- Kategori
- Deneme
Kalabalıklar ve yalnızlık

Bu benim kedim
Gün bitti, bak akşam oluyor ve her yer insanlarla dolmaya başlıyor.
Nasıl da hızlı hızlı yürüyorsun kovalayan biri var gibi. İş dönüşleri senin için en güzel saatler ama kalabalıkta çok zor. İnsanların arasından geçerken mutlaka geçmeleri için onlara sen izin veriyorsun . Neden mi? Herkes seni görmemiş gibi davranıp yoluna devam etmek istiyor ve bu arada sana çarpıyorlar, en çok bundan şikayetçisin, eminim.
Nasıl bir koşuşturma, nasıl bir telaş anlayamıyorsun bunu. Acaba onlarda senin gibi rahatlamak için evlerine mi koşuşturuyorlar, yoksa başka bir yerlere yetişmeye mi çalışıyorlar yoksa birilerini bekletmemek için mi böyleler, Anlayamıyorsun değil mi?
Acele etmenin senin için önemli olmadığını biliyorum.
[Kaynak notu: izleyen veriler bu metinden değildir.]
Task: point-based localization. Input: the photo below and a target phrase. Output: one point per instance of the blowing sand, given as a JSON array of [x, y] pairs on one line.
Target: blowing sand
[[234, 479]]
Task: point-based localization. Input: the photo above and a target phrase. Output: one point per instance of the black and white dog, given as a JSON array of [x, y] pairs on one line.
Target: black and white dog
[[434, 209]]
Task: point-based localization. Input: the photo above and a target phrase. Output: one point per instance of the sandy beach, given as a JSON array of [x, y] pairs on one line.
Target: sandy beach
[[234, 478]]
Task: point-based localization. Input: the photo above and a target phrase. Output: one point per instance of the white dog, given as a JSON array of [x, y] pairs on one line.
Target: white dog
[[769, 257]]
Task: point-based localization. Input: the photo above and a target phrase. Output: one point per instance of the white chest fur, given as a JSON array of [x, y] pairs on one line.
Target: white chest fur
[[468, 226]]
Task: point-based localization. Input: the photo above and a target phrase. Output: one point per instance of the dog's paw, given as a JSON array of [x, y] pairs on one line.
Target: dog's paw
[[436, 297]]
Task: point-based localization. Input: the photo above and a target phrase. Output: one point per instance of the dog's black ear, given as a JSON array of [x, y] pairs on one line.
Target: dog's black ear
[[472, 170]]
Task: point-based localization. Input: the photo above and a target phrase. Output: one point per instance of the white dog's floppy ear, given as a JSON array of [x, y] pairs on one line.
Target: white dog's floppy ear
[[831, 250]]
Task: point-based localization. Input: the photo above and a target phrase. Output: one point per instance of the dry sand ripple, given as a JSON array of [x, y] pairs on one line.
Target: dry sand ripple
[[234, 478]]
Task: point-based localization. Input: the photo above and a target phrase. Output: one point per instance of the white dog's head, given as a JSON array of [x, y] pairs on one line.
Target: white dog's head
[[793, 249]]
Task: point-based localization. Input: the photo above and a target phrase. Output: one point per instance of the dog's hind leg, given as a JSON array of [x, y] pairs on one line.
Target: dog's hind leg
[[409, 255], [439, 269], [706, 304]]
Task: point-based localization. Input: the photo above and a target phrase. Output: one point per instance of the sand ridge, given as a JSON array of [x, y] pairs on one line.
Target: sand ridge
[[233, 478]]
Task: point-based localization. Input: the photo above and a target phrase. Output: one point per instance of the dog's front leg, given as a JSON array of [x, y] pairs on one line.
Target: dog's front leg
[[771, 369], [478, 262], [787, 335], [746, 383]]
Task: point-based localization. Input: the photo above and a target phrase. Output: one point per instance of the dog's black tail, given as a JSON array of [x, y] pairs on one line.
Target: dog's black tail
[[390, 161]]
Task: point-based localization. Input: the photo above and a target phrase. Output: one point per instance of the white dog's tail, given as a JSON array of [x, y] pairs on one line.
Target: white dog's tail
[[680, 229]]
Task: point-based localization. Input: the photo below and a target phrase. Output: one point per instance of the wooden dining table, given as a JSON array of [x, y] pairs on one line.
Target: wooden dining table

Yetişmek istediğin bir yer ve bekletmek istemediğin birileri yok. Sadece evine gidip kendini dünyadan dışlayarak birkaç saat geçirmek istiyorsun çünkü tek başına huzuru sadece evinde bulacağına inanıyorsun.
Önce bakkala uğruyorsun her akşamki gibi, anahtarını daha bakkala girer girmez çıkarıyorsun aceleyle bir iki şey alıp hemen oradan ayrılıyorsun.
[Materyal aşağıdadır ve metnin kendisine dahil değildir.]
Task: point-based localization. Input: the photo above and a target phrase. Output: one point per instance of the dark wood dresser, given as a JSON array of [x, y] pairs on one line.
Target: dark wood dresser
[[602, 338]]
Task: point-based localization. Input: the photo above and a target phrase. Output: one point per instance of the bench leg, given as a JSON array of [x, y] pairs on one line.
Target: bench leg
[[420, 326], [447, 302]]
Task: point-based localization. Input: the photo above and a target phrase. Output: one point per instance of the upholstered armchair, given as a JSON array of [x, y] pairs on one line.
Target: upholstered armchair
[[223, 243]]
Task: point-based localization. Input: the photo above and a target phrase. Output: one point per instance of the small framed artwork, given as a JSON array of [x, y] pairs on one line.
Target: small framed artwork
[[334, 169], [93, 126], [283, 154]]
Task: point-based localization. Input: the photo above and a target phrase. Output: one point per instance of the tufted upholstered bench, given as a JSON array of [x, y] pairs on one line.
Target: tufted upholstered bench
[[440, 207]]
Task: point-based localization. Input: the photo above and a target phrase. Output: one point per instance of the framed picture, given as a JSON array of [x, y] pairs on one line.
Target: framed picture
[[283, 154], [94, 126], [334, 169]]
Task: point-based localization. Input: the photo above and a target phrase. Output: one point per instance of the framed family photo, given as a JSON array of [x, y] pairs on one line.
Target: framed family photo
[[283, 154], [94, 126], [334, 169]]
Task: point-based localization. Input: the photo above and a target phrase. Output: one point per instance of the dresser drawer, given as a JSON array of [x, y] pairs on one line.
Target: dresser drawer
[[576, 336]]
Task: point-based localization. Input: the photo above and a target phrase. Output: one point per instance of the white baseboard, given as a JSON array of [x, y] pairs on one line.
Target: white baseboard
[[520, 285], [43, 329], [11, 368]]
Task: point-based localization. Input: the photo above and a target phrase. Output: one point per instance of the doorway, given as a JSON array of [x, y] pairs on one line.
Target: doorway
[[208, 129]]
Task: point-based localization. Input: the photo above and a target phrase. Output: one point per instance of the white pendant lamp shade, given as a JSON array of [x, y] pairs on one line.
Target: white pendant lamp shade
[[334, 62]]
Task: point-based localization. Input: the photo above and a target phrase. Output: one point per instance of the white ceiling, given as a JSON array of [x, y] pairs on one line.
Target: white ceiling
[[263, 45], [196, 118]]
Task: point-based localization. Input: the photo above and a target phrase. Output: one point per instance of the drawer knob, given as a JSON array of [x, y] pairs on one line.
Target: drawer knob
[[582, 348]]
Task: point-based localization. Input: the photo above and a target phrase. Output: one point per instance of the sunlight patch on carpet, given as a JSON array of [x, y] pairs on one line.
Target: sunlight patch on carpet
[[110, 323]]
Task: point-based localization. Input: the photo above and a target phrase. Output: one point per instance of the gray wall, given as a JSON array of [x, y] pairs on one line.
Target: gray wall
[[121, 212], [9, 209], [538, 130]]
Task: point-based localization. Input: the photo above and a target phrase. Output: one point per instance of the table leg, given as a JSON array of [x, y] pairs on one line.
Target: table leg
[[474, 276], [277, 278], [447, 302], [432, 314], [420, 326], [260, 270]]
Hemen asansöre binip kimseyi beklemeden eve girmek istiyorsun.
Evet; evindesin ve ayakkabılarını çıkarıp seni karşılayan kedini usulca okşuyorsun, onunla konuşmaya başlıyorsun. Bir süre sonra elinde sürahi çiçeklerini sulamaya başlıyorsun ve onlarla da konuşuyorsun.
Gün boyu çalışıp çok az konuştuktan sonra bu konuşmalar sana iyi geliyor ve onun için evine bir an önce gelmeyi istediğini çok iyi anlayabiliyorum.
Ama yaşam hepimiz için devam ediyor, koşuştursak da koşuşturmasak da.
Mutluluğu sadece yalnız olduğumuz da değil, kalabalıkların arasında da bulabiliriz. Bunu anladığımız zaman gerçekten eve gitmek için koşmayacağız, sadece kedimiz ve çiçeklerimiz ile konuşmak bize yeterli gelmeyecek.
O zaman kalabalıkların arasında da kendimizi huzurlu ve mutlu hissedebileceğiz.